In a medium saucepan, combine the apples, water, maple syrup and cinnamon stick and bring to a boil. Simmer over moderately low heat, stirring occasionally, until the apples are tender, about 6 minutes. Using a slotted spoon, transfer the apples to a bowl and let cool to room temperature.

Step 2    

In a shallow bowl, whisk the milk and eggs. Spread 4 slices of the bread with mustard. Top with half of the cheese, the ham and then the remaining cheese.

Step 3    

In a large skillet, melt 1 tablespoon of the butter over low heat. Dip the bottoms of the 4 topped bread slices in the beaten egg until just saturated and transfer to the skillet. Dip the remaining slices of bread on 1 side only and place them, soaked side up, on the sandwiches. Cover the skillet and cook over moderately low heat until the bread is browned on the bottom, about 3 minutes. Turn the sandwiches, adding more butter to the skillet if necessary. Cover and cook until the second side is browned and the cheese is melted, about 3 minutes longer. Transfer the sandwiches to a cutting board and let stand for 5 minutes.
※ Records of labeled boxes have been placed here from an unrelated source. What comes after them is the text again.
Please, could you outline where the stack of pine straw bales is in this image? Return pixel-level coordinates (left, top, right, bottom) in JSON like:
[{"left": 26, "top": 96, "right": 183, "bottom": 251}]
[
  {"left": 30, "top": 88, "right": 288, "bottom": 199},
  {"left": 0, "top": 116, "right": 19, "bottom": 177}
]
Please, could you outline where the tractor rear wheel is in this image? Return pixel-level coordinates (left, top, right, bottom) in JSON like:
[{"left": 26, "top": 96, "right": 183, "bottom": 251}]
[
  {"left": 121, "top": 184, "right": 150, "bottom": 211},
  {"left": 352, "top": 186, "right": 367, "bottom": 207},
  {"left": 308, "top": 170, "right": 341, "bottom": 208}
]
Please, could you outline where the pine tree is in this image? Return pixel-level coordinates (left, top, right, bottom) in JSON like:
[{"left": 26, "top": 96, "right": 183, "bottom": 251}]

Cut in half and serve with the maple apples.

Make Ahead

The apples can be refrigerated in the poaching liquid for up to 1 day; drain just before using.

Serve With

Steamed or sautéed mustard greens.

Suggested Pairing

Smoky, salty ham and sweet, nutty Gruyère are perfectly complemented by the contrasting fruity, tart character of a dry or off-dry Riesling.